On y voit Anton Kuprin, capitaine du vaisseau –qui ne serait donc pas mort– passer en revue des troupes habillées de noir. Selon H I Sutton, qui s'appuie notamment sur des images satellites, la vidéo semble bien avoir été tournée après le naufrage.

Avec les mêmes infinies précautions qu'il applique au reste de son analyse, il a estimé qu'environ 240 hommes sont ainsi visités par leur capitaine. The Drive note de son côté qu'il est impossible de dire si les personnes visibles sur la vidéo sont bien des marins du Moskva.

Le Moskva disposait d'un équipage d'environ 500 âmes. Que sont devenus les 260 autres marins? Blessés? Morts? Disparus? Le Guardian s'est également penché sur la question des familles éplorées des marins du Moskva, cherchant anxieusement à en savoir plus sur ce qui est arrivé à leurs fils ou leurs frères.

Silence de plomb

Le quotidien britannique a ainsi pu parler à Yulia Tsyvova, mère de l'un de ces membres d'équipage. Il lui a fallu attendre le 18 avril au matin pour recevoir un appel –et non une visite– du ministère russe de la Défense, l'informant de la mort de son fils. «Il n'avait que 19 ans, il était conscrit, explique-t-elle. Ils ne m'ont rien dit d'autre, aucune information sur le lieu de l'enterrement.

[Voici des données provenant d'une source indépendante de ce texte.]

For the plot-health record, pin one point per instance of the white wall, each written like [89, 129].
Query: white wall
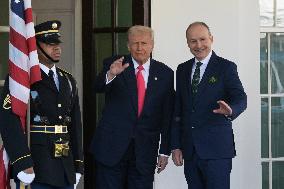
[235, 27]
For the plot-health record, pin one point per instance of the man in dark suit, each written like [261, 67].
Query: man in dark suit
[54, 158]
[139, 101]
[209, 95]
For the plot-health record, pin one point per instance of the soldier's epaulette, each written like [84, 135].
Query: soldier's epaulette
[65, 72]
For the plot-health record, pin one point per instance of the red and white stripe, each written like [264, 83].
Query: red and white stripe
[24, 67]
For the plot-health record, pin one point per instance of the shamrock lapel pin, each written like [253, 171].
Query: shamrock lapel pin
[212, 80]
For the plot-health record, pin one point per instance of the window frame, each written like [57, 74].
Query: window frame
[269, 95]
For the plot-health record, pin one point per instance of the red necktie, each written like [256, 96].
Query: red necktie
[140, 89]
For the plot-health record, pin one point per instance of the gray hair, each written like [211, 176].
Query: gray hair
[198, 23]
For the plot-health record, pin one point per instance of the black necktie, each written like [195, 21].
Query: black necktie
[50, 75]
[196, 78]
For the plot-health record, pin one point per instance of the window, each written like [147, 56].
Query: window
[4, 41]
[272, 93]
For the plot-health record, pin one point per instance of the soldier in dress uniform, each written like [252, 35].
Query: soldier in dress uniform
[54, 159]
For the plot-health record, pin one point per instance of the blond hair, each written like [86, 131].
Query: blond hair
[139, 29]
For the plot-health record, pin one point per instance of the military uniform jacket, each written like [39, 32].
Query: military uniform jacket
[48, 106]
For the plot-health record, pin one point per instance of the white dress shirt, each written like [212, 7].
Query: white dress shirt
[204, 62]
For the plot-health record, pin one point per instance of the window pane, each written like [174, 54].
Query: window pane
[280, 13]
[4, 13]
[4, 53]
[265, 175]
[124, 13]
[277, 126]
[102, 11]
[264, 128]
[103, 49]
[122, 43]
[266, 12]
[277, 63]
[278, 175]
[263, 63]
[1, 89]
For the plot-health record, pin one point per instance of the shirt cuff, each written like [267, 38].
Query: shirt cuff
[164, 155]
[108, 81]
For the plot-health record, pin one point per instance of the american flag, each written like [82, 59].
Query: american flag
[24, 67]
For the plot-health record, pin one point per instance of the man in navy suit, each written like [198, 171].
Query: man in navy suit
[139, 93]
[209, 96]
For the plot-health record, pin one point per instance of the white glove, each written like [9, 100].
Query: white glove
[78, 176]
[25, 178]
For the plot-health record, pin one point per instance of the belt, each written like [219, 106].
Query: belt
[51, 129]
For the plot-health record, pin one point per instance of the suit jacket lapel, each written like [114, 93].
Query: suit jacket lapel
[130, 80]
[210, 69]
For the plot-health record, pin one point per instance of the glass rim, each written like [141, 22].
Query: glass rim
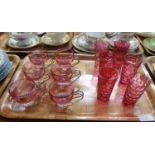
[15, 84]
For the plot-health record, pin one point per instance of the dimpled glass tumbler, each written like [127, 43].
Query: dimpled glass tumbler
[135, 89]
[106, 81]
[130, 68]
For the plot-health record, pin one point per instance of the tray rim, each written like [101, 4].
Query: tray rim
[11, 74]
[80, 118]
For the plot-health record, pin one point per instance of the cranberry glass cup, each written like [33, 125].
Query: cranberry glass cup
[33, 72]
[106, 81]
[38, 57]
[62, 94]
[120, 51]
[101, 47]
[64, 73]
[130, 68]
[63, 58]
[106, 60]
[135, 89]
[23, 91]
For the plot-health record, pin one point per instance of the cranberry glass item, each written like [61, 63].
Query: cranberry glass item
[38, 57]
[120, 51]
[63, 58]
[106, 81]
[106, 60]
[33, 72]
[64, 73]
[102, 54]
[62, 94]
[135, 89]
[23, 91]
[130, 68]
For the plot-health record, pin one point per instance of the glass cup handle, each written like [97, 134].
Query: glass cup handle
[76, 75]
[51, 61]
[78, 95]
[77, 61]
[43, 80]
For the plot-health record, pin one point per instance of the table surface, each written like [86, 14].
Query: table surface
[3, 37]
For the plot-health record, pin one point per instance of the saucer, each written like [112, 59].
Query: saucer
[134, 43]
[75, 43]
[84, 43]
[149, 43]
[146, 34]
[14, 43]
[111, 34]
[39, 33]
[53, 42]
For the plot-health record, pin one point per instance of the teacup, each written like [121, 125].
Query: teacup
[91, 37]
[56, 36]
[62, 95]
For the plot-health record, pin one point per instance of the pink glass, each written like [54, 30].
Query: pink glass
[64, 73]
[63, 94]
[106, 81]
[63, 58]
[120, 51]
[33, 72]
[101, 47]
[101, 52]
[23, 91]
[130, 68]
[106, 60]
[38, 57]
[135, 89]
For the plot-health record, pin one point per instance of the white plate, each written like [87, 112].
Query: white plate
[14, 43]
[77, 46]
[134, 43]
[54, 42]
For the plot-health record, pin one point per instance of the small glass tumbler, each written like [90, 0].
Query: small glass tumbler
[135, 89]
[38, 56]
[33, 72]
[64, 73]
[63, 95]
[24, 92]
[130, 68]
[106, 60]
[120, 51]
[101, 50]
[63, 58]
[106, 81]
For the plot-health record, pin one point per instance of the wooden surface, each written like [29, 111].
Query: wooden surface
[86, 109]
[15, 62]
[3, 37]
[147, 52]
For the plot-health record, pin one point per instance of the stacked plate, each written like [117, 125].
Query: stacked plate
[55, 38]
[23, 40]
[133, 42]
[85, 42]
[5, 65]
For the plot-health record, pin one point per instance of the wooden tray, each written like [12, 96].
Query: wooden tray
[88, 108]
[147, 51]
[49, 49]
[15, 60]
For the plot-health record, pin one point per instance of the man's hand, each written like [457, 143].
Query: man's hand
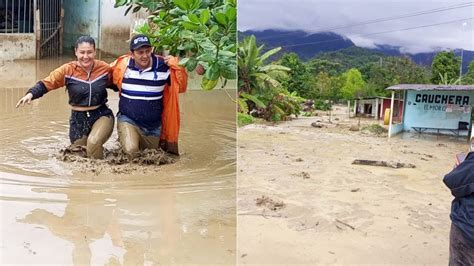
[200, 70]
[167, 58]
[26, 99]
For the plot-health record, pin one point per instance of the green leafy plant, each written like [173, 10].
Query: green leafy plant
[261, 93]
[201, 31]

Je suis certaine qu'il n'est pas le seul à être mort.»

Le fils de Yulia Tsyvova était un conscrit, et il n'était sans doute pas le seul à bord du Moskva. Dans un conflit où Moscou a d'abord juré de n'avoir envoyé aucun appelé, avant d'être démenti par les faits, puis de jurer qu'on ne l'y reprendrait plus, cela explique sans doute en partie le silence des autorités russes, une fois de plus embarrassées par leurs propres mensonges aux conséquences funestes.

Une autre personne interrogée par le Guardian, Eskender Djeparov, déclare quant à lui avoir pu reconnaître son frère Akbar, lui aussi appelé, sur la vidéo de la parade en hommage aux marins du Moskva montrée par Moscou.

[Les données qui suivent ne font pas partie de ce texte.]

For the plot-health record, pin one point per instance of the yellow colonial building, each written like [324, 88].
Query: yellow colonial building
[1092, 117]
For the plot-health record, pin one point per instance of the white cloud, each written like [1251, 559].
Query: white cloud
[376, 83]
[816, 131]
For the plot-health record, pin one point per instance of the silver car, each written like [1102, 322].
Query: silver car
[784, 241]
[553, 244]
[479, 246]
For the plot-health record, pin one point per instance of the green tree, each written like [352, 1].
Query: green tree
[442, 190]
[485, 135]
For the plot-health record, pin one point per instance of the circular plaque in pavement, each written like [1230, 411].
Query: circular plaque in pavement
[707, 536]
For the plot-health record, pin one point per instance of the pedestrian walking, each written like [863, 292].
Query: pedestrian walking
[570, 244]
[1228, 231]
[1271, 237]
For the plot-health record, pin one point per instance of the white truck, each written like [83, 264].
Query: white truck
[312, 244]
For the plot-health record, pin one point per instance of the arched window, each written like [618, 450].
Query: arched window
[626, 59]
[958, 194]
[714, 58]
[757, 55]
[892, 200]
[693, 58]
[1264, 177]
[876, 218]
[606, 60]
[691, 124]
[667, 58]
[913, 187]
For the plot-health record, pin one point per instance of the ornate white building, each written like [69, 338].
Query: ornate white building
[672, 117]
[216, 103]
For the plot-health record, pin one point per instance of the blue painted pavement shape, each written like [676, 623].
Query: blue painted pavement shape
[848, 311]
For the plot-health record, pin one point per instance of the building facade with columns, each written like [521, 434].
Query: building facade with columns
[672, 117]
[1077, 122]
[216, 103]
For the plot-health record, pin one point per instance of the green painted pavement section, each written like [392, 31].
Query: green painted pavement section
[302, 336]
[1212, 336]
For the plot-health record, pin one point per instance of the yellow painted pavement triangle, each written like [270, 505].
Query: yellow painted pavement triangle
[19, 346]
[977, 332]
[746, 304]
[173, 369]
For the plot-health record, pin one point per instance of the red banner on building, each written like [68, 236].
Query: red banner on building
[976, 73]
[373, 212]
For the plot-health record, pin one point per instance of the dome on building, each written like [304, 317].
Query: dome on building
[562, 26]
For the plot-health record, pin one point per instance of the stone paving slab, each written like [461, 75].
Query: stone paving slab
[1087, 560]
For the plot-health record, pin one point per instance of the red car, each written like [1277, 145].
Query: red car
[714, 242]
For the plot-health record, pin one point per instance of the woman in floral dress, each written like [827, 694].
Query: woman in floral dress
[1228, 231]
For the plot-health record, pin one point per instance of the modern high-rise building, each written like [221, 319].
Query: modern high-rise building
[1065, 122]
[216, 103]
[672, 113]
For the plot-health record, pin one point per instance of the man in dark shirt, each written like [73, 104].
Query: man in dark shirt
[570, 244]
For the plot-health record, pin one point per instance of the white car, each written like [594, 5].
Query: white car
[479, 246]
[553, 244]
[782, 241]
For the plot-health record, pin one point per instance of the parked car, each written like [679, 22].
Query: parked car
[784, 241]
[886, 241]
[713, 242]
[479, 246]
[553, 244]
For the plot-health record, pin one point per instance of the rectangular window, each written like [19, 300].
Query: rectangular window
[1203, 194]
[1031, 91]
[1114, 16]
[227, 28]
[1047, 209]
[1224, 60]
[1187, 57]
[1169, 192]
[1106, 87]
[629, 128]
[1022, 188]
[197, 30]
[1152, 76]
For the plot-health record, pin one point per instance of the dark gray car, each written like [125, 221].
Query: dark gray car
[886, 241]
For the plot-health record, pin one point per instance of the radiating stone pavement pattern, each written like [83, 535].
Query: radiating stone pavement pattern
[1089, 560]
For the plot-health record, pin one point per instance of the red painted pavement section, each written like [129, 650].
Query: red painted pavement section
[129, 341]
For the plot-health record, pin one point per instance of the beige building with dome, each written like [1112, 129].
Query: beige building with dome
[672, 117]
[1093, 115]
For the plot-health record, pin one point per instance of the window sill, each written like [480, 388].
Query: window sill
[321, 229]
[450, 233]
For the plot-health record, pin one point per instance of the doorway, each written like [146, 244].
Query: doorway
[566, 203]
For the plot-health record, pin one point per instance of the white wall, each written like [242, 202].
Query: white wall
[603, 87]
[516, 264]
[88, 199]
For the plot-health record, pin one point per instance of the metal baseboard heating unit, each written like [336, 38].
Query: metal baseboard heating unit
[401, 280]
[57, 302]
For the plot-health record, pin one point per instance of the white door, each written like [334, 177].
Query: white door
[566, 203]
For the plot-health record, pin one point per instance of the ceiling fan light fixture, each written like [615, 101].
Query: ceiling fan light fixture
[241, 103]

«Nous étions heureux de le voir dans cette vidéo, dit-il. Nous avons pu appeler notre mère et lui dire de ne pas s'inquiéter. Il ne nous a pas dit ce qu'il lui était arrivé, il ne parle pas beaucoup. Il nous appelle depuis des numéros différents. C'est un appelé, il a commencé en juillet dernier. Il n'a clairement jamais signé de contrat.»

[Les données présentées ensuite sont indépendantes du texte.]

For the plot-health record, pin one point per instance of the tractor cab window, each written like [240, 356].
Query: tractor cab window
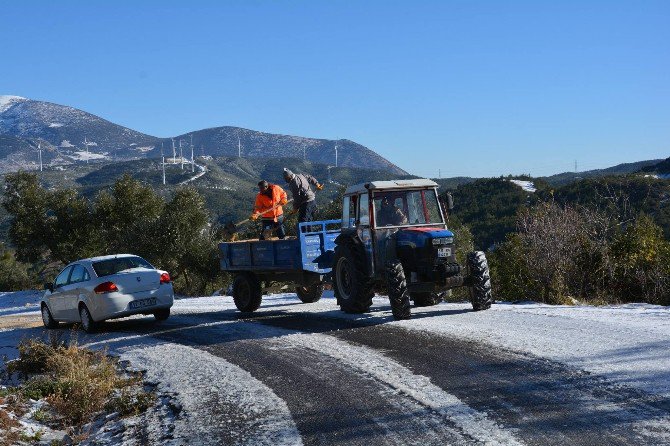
[406, 208]
[349, 211]
[364, 211]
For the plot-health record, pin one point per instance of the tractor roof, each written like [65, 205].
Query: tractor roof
[392, 184]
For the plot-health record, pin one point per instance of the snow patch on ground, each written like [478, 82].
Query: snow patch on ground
[206, 386]
[20, 302]
[404, 381]
[83, 156]
[528, 186]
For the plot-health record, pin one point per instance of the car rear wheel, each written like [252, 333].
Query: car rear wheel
[162, 314]
[309, 294]
[247, 292]
[87, 322]
[47, 319]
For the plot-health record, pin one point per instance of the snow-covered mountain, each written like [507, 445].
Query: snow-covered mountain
[70, 135]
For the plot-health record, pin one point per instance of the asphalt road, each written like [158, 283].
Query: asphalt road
[367, 381]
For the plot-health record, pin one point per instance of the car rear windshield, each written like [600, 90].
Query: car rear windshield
[113, 266]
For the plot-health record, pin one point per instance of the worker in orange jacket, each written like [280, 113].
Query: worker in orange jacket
[268, 207]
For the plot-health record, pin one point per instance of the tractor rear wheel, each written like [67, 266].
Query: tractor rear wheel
[247, 293]
[397, 288]
[353, 289]
[309, 294]
[480, 290]
[426, 299]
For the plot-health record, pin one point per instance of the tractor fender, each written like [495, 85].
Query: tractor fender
[351, 236]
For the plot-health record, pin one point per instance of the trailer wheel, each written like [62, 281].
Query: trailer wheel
[309, 294]
[247, 292]
[480, 290]
[426, 299]
[353, 289]
[397, 288]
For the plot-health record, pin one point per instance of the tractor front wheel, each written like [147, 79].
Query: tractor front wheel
[480, 290]
[397, 288]
[247, 293]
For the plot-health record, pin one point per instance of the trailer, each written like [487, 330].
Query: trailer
[302, 263]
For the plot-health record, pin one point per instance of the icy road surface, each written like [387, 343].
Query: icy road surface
[295, 373]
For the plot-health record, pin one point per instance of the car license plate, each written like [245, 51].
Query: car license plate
[143, 303]
[443, 252]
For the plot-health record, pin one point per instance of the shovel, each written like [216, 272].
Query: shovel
[231, 228]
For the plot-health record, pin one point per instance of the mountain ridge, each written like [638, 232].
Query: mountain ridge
[68, 135]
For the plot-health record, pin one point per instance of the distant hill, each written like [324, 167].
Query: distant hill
[660, 169]
[69, 136]
[620, 169]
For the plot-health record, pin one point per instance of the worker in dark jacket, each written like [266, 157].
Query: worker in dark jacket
[303, 196]
[268, 206]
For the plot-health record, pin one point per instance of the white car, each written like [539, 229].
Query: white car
[108, 287]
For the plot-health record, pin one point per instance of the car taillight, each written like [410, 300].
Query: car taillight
[105, 287]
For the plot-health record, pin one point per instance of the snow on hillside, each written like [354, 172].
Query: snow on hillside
[528, 186]
[7, 101]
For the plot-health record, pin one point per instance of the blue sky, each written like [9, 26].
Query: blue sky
[476, 88]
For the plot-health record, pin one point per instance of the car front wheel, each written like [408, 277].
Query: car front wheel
[47, 319]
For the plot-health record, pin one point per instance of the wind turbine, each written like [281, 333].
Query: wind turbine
[335, 154]
[86, 144]
[192, 163]
[163, 163]
[39, 150]
[181, 155]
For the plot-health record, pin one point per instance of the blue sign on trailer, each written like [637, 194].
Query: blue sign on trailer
[312, 251]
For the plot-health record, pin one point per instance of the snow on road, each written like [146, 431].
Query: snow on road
[206, 386]
[627, 345]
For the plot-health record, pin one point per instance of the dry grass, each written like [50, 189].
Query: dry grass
[76, 382]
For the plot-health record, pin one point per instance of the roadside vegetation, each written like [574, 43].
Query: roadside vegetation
[597, 241]
[73, 385]
[50, 228]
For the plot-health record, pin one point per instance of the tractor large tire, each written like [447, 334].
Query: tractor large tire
[353, 288]
[426, 299]
[397, 289]
[480, 290]
[247, 293]
[309, 294]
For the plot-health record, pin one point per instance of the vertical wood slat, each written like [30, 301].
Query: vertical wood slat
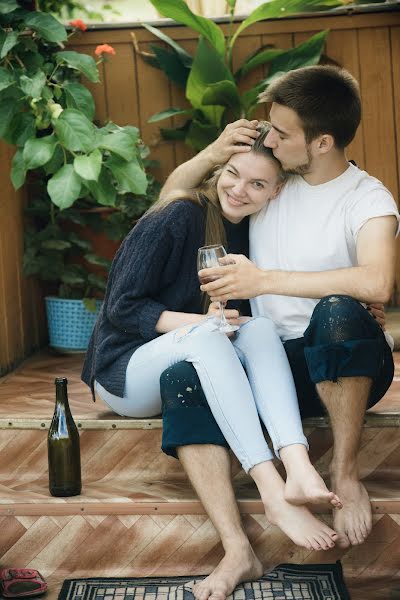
[130, 92]
[377, 98]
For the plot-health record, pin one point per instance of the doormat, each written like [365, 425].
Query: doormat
[285, 582]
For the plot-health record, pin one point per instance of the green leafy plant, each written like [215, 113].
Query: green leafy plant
[211, 84]
[75, 169]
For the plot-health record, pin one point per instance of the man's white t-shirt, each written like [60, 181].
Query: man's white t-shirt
[312, 228]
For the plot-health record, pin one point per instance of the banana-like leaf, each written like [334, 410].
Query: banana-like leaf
[223, 93]
[283, 8]
[185, 57]
[180, 12]
[201, 135]
[260, 57]
[170, 63]
[208, 68]
[303, 55]
[170, 112]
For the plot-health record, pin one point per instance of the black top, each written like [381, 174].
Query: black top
[154, 270]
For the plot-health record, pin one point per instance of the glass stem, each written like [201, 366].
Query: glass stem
[222, 314]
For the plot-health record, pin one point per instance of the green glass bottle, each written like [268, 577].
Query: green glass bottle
[63, 447]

Si certains des parents que le Guardian a contactés ont refusé de parler clairement, de peur de représailles de la part du gouvernement russe, un couple n'hésite quant à lui pas à remuer ciel et terre pour en savoir plus. Dmitry et Irina Shkrebets n'ont aucune nouvelle de leur fils, lui aussi un appelé, lui aussi a priori à bord du Moskva lors de son naufrage.

Irina Shkrebets l'a cherché, en vain, dans un hôpital militaire de Sébastopol. «Nous avons vu tous ces gamins brûlés, a-t-elle raconté au média russe indépendant Insider. Je ne peux pas vous dire à quel point c'était dur, mais je n'ai pas trouvé mon fils. Il n'y avait que 200 personnes, et il y en avait plus de 500 sur le navire. Où sont les autres? Nous avons cherché à Krasnodar, nous avons appelé partout, mais nous n'avons pu le trouver.»

Qu'en est-il des autres? Comme après la tragédie du Koursk, qui en 2000 avait tué 118 sous-mariniers et avait terni l'image de Vladimir Poutine, les autorités russes restent muettes sur la question. Peut-être le resteront-elles à jamais.